Despite these drastic changes, descendents of the Central Sierra Miwok still live in the area, practicing ancient cultural traditions and passing them on to the next generation.

Gold was found along the Tuolumne River in Stanislaus County by French sailors in 1849. Their camp quickly grew into a settlement known as French Bar or French Camp, and eventually became La Grange. The easily obtained placer gold played out by 1856. Gold mining returned to the Tuolumne River when the La Grange Dredging Company formed in 1905 to extract gold from an eight-mile section of the river, now part of the park. Several million dollars in gold were extracted before dredging operations ceased in 1952.

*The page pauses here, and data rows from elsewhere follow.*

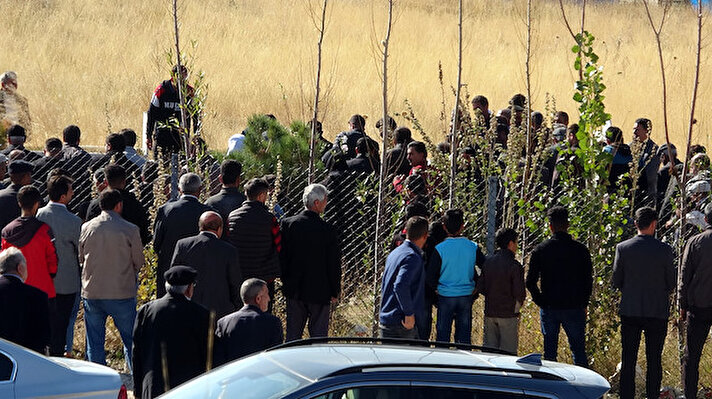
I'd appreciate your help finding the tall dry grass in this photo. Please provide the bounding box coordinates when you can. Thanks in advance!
[0,0,712,152]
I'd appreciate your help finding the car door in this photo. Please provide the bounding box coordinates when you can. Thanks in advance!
[0,351,17,399]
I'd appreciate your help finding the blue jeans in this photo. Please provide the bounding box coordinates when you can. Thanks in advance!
[82,298,136,370]
[435,295,472,345]
[541,308,588,367]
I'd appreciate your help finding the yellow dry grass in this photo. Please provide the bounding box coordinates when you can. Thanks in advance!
[0,0,712,153]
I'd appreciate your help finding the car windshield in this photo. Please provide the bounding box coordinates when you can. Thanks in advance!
[162,354,312,399]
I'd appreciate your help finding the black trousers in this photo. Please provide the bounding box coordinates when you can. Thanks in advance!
[621,316,668,399]
[286,298,330,342]
[682,307,712,398]
[49,293,78,356]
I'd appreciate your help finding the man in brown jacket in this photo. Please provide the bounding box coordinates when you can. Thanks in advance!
[79,189,144,367]
[476,228,527,355]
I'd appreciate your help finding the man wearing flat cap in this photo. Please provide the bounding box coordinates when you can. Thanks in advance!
[132,265,214,399]
[0,160,33,229]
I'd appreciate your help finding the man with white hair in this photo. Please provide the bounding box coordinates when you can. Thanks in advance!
[280,184,341,341]
[0,247,50,354]
[153,173,212,297]
[0,71,32,139]
[215,278,283,364]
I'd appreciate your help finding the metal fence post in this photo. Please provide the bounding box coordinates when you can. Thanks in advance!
[487,176,499,254]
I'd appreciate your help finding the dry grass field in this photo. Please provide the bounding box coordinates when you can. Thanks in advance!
[0,0,712,153]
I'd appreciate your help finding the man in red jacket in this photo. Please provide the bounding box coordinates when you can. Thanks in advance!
[2,186,58,348]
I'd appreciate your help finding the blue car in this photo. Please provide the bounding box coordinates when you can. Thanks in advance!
[161,338,610,399]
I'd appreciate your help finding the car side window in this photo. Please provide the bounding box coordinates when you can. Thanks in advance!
[411,386,525,399]
[313,386,411,399]
[0,353,14,382]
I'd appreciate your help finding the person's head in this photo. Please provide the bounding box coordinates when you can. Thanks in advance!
[606,126,623,145]
[393,126,413,145]
[219,159,242,187]
[45,137,62,158]
[376,116,398,132]
[62,125,82,145]
[106,133,126,153]
[163,265,198,299]
[245,178,269,203]
[17,186,42,216]
[92,168,109,193]
[349,114,366,132]
[442,209,465,237]
[633,118,653,142]
[104,163,126,190]
[47,175,74,205]
[0,71,17,92]
[178,173,203,197]
[7,125,27,146]
[99,188,123,213]
[7,160,34,186]
[532,111,544,130]
[635,206,658,235]
[566,123,578,147]
[302,184,329,214]
[494,227,519,254]
[171,64,188,81]
[198,211,223,237]
[407,141,428,166]
[554,111,569,127]
[0,247,27,281]
[472,95,489,118]
[546,206,569,233]
[405,216,430,248]
[240,278,271,312]
[119,129,136,147]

Just as the Tuolumne River furnished water for mining, it also provided rich soil for agriculture, and by 1857 farms lined its banks. The farmers irrigated their crops with the spring floodwaters of the Tuolumne River, leaving them vulnerable to periods of drought.

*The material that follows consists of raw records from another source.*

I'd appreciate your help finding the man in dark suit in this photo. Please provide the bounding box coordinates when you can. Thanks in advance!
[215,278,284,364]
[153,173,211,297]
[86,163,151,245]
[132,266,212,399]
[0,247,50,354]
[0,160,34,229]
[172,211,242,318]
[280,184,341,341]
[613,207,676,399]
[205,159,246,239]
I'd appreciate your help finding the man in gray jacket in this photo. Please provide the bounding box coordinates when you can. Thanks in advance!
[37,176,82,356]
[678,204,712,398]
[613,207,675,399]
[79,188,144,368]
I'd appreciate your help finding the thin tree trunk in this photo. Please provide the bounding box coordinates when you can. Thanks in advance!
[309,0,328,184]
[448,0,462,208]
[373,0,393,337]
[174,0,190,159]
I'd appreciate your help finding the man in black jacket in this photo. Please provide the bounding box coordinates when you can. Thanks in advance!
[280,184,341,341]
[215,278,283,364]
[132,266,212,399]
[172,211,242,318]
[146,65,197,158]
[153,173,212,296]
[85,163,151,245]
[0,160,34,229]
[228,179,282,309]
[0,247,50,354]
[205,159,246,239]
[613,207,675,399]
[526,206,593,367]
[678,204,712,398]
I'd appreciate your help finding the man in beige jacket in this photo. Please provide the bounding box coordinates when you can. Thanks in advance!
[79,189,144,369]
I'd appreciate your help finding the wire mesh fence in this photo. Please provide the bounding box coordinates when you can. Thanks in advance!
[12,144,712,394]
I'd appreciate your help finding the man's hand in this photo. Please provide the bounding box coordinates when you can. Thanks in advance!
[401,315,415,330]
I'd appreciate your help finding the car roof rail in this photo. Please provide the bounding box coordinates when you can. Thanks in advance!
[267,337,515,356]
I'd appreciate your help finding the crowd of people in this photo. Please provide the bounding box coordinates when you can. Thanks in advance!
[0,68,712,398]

With the backing of farmers, in 1887 Assemblyman C. C. Wright proposed a new kind of local government agency - an irrigation district - to help deal with the problem of crop irrigation. The first district to be established under the Wright Act was the Turlock Irrigation District. To control water for irrigation, this district and the Modesto Irrigation District together constructed La Grange Dam in 1893.

Despite this the water needs of the farmers were barely being met. To solve the problem, the Turlock Irrigation District built a 3,500-acre reservoir between La Grange and Waterford that became known as Turlock Lake.

In 1950 the Turlock Irrigation District leased Turlock Lake, with its 26 miles of shoreline and 228 acres of foothill country, to the State of California to form Turlock Lake SRA. From several lookout points, visitors can view the surrounding savannas and some of the cattle ranches and orchards nearby. Lake Road, which separates the campground from the day-use area, offers an excellent perspective of the campground, the river and sloughs, and miles of dredger tailing piles,the by-product of a half century of gold mining.